French Authorities Approve Reimbursement of Orkambi for CF Patients 2 Years and Older

French Authorities Approve Reimbursement of Orkambi for CF Patients 2 Years and Older

The Comité Économique des Produits de Santé (CEPS) in France has approved national reimbursement of Vertex Pharmaceuticals’ Orkambi (lumacaftor/ivacaftor) for patients with cystic fibrosis (CF) who are 2 years of age or older, with two copies of the F508del mutation in the cystic fibrosis transmembrane conductance regulator (CFTR) gene (the gene defective in CF).

Once the agreement has been published in the French Official Journal, Orkambi will be made available for all eligible CF patients in the country.

In December 2015, Orkambi was made available to CF patients 12 years and older in France through a Temporary Use Authorization program (Autorisations Temporaires d’Utilisation, or ATU), and a post-ATU interim access program.

Temporary Use Authorization is a program that was implemented in France to improve early access to therapies that are under development or already authorized in other countries.

All patients who are currently prescribed Orkambi through the ATU will now be able to receive it through this new agreement.

Importantly, in addition to providing reimbursement for patients 12 years and older, the new agreement will also allow patients 2 to 11 years old in France to access Orkambi for the first time.

“With today’s announcement, eligible patients across France can receive Orkambi through a national reimbursement agreement. Importantly, children with cystic fibrosis as young as two years of age with two copies of the F508del mutation will now benefit from this precision medicine,” Ludovic Fenaux, senior vice president of Vertex International, said in a press release.

“We thank the French authorities for their engagement and commitment that has resulted in an agreement to provide sustainable access to Orkambi for all eligible patients,” he added.

In related news, Vertex recently set new reimbursement agreements for Orkambi and other CF therapies in England, Wales and Northern Ireland, and other European countries.

Last month, the U.S. the Food and Drug Administration approved a fourth Vertex therapy called Trikafta (elexacaftortezacaftor, and ivacaftor) as a next-generation, triple combination treatment for CF. Patients with at least one F508del mutation in the CFTR gene — the most common CF-causing mutation in an estimated 90% of all CF patients — are eligible to receive this treatment.

Vertex has submitted a marketing authorization application to the European Medicines Agency for Trikafta. If approved, further negotiations with national health service agencies will take place.

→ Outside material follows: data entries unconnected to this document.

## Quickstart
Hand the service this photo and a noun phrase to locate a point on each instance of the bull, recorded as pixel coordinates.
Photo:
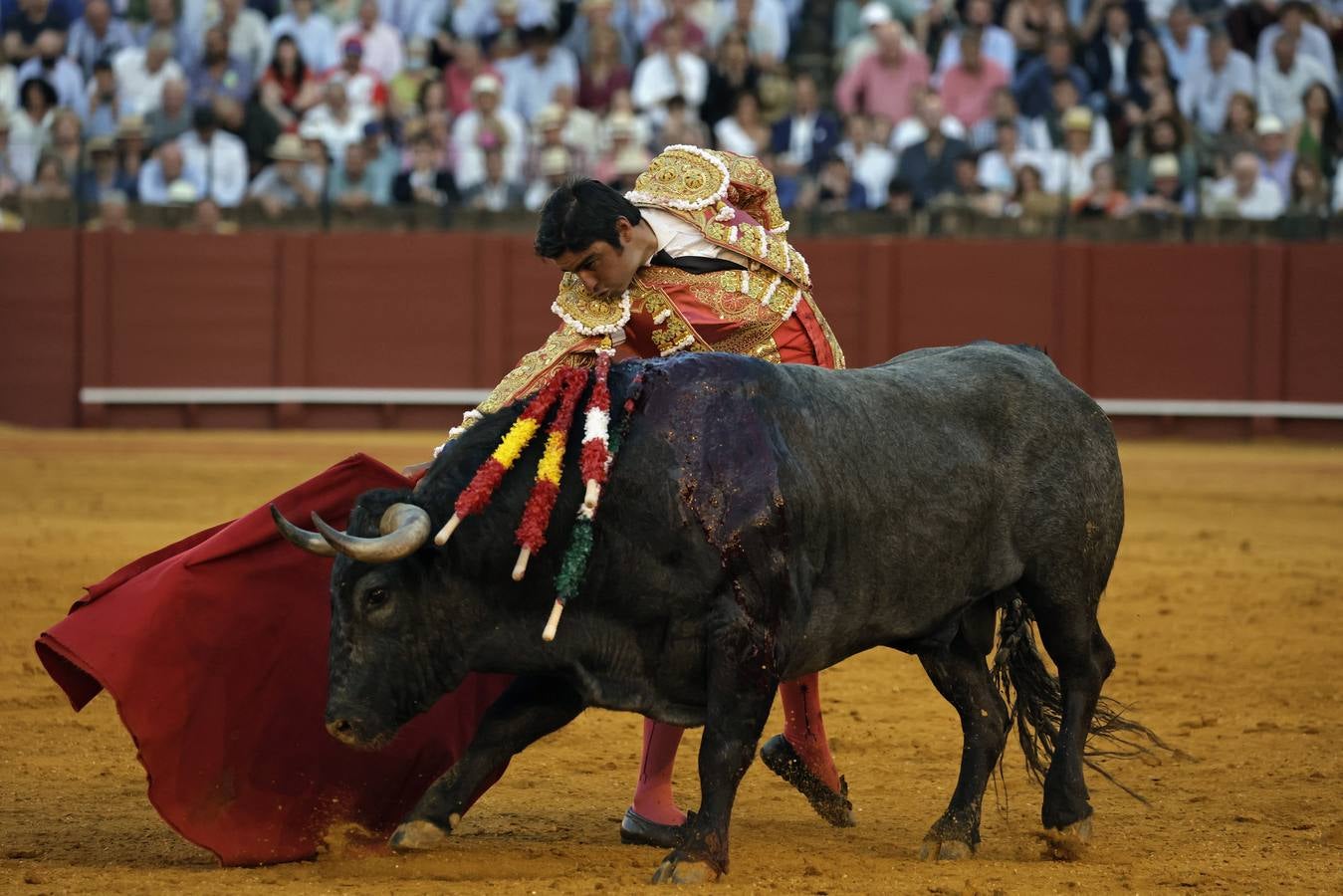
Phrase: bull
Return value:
(762, 522)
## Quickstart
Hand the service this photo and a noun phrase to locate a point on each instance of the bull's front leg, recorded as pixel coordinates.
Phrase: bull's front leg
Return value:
(742, 685)
(531, 708)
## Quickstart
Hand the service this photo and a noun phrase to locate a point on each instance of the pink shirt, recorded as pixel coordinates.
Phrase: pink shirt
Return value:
(970, 96)
(876, 89)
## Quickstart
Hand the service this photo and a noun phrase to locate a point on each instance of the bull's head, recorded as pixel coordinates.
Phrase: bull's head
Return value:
(393, 648)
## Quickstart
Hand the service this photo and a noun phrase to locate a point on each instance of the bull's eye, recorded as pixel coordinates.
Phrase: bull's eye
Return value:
(375, 598)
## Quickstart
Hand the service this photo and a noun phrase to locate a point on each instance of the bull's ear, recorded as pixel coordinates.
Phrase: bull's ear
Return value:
(311, 542)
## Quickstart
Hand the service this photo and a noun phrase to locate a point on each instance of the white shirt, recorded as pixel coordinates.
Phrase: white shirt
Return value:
(1264, 202)
(655, 81)
(138, 91)
(1205, 95)
(222, 161)
(677, 238)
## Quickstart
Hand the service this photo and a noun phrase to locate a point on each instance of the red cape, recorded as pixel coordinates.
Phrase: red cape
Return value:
(215, 652)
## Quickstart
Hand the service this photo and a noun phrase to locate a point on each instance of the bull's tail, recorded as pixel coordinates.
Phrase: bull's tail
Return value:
(1035, 704)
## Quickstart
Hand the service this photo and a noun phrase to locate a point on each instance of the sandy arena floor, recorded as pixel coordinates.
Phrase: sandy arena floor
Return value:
(1225, 610)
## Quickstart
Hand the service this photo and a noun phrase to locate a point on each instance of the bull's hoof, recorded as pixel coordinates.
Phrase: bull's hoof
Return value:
(678, 868)
(418, 835)
(1066, 844)
(945, 850)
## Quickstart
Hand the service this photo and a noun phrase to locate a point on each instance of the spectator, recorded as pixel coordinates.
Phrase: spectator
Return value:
(554, 169)
(172, 118)
(1246, 193)
(30, 130)
(994, 43)
(487, 126)
(1311, 41)
(1316, 135)
(162, 19)
(881, 84)
(763, 22)
(112, 214)
(1031, 23)
(1309, 191)
(1030, 199)
(404, 88)
(870, 162)
(47, 64)
(837, 191)
(1208, 88)
(1165, 195)
(530, 81)
(101, 101)
(1068, 169)
(1103, 199)
(681, 127)
(380, 42)
(1237, 134)
(496, 192)
(130, 149)
(731, 74)
(1184, 42)
(1034, 85)
(424, 183)
(928, 166)
(362, 88)
(249, 37)
(103, 173)
(24, 23)
(311, 31)
(166, 177)
(670, 72)
(219, 76)
(51, 181)
(743, 131)
(220, 157)
(141, 74)
(913, 130)
(996, 171)
(803, 140)
(337, 122)
(66, 141)
(288, 89)
(1284, 78)
(352, 184)
(468, 64)
(1276, 160)
(967, 89)
(289, 181)
(8, 177)
(603, 73)
(97, 37)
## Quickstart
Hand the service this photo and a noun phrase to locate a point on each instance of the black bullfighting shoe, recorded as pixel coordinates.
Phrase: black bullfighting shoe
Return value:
(637, 830)
(782, 760)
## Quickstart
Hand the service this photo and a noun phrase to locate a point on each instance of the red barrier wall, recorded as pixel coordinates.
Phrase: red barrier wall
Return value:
(1184, 322)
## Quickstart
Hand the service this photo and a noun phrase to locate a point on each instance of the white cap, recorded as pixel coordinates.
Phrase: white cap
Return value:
(874, 14)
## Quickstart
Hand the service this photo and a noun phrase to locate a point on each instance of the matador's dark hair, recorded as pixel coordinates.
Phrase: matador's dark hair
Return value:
(579, 214)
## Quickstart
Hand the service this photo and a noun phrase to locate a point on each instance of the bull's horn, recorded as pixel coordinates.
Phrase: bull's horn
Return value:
(311, 542)
(404, 528)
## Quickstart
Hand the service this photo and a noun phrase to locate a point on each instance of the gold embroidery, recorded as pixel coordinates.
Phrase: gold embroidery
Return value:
(589, 311)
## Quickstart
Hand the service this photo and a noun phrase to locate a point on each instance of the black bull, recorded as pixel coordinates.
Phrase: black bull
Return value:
(762, 522)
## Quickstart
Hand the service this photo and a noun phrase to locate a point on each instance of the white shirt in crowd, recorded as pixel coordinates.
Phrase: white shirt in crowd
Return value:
(138, 91)
(658, 78)
(1264, 202)
(1205, 93)
(222, 162)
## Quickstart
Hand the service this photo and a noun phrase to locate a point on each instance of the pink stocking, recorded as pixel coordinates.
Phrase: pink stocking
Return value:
(653, 794)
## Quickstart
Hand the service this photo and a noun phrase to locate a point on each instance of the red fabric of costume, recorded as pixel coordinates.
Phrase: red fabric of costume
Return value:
(215, 652)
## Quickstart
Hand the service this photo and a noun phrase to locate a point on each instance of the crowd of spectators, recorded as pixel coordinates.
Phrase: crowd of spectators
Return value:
(1087, 108)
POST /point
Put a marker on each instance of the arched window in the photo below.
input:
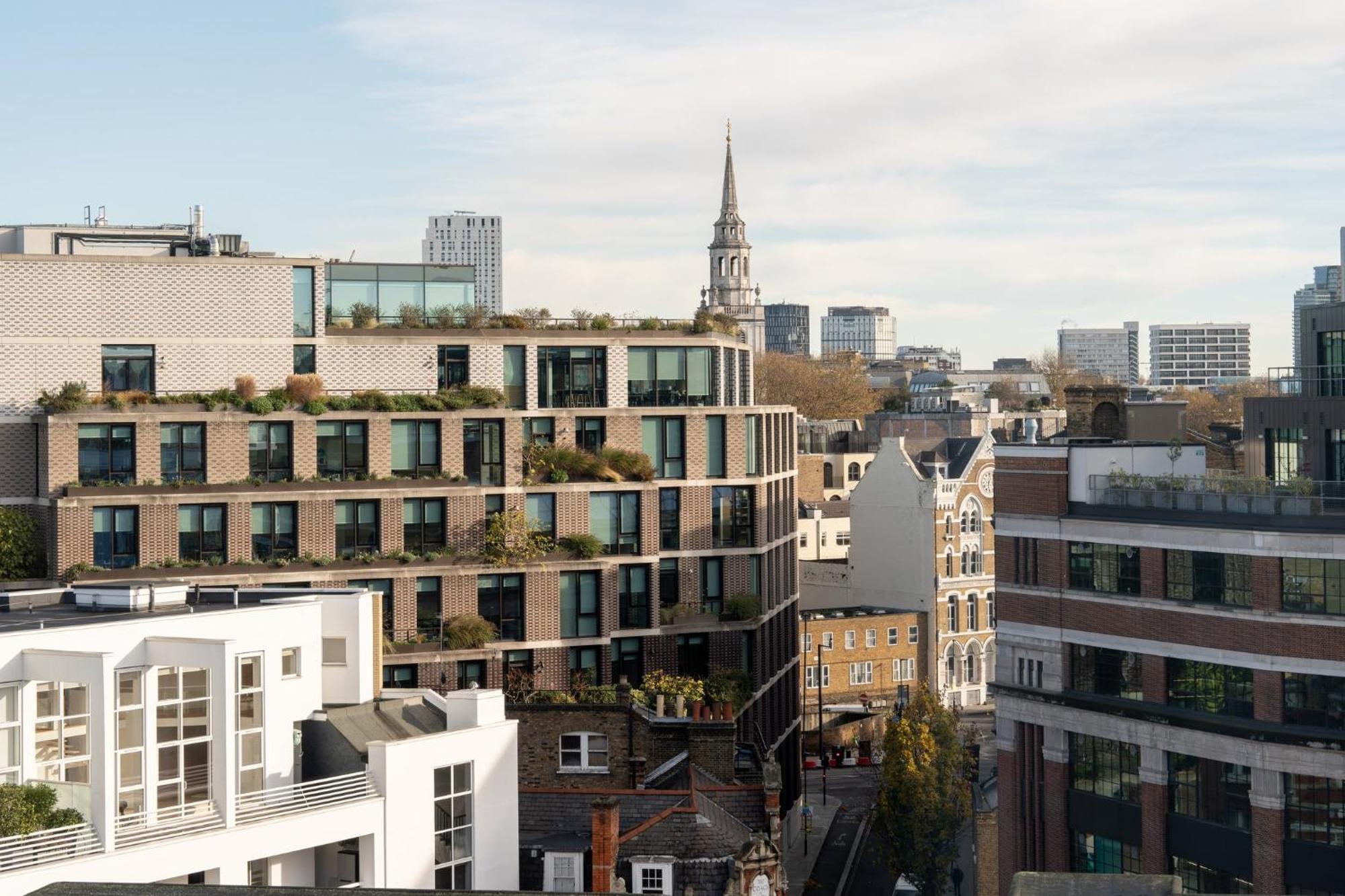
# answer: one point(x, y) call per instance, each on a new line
point(584, 749)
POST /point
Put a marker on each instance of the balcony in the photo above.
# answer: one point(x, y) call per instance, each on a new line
point(1321, 381)
point(1238, 495)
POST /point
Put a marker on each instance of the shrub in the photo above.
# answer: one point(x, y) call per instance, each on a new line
point(583, 545)
point(629, 464)
point(72, 396)
point(32, 807)
point(21, 555)
point(467, 631)
point(303, 388)
point(411, 317)
point(742, 607)
point(364, 315)
point(510, 541)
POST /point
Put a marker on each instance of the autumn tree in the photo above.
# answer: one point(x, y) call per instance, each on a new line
point(925, 797)
point(827, 389)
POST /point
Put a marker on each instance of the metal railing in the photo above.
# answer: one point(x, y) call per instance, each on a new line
point(298, 798)
point(54, 845)
point(1218, 494)
point(166, 823)
point(1320, 381)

Iqra holds a MSc in Cellular and Molecular Medicine from the University of Ottawa in Ottawa, Canada. She also holds a BSc in Life Sciences from Queen’s University in Kingston, Canada. Currently, she is completing a PhD in Laboratory Medicine and Pathobiology from the University of Toronto in Toronto, Canada. Her research has ranged from across various disease areas including Alzheimer’s disease, myelodysplastic syndrome, bleeding disorders and rare pediatric brain tumors.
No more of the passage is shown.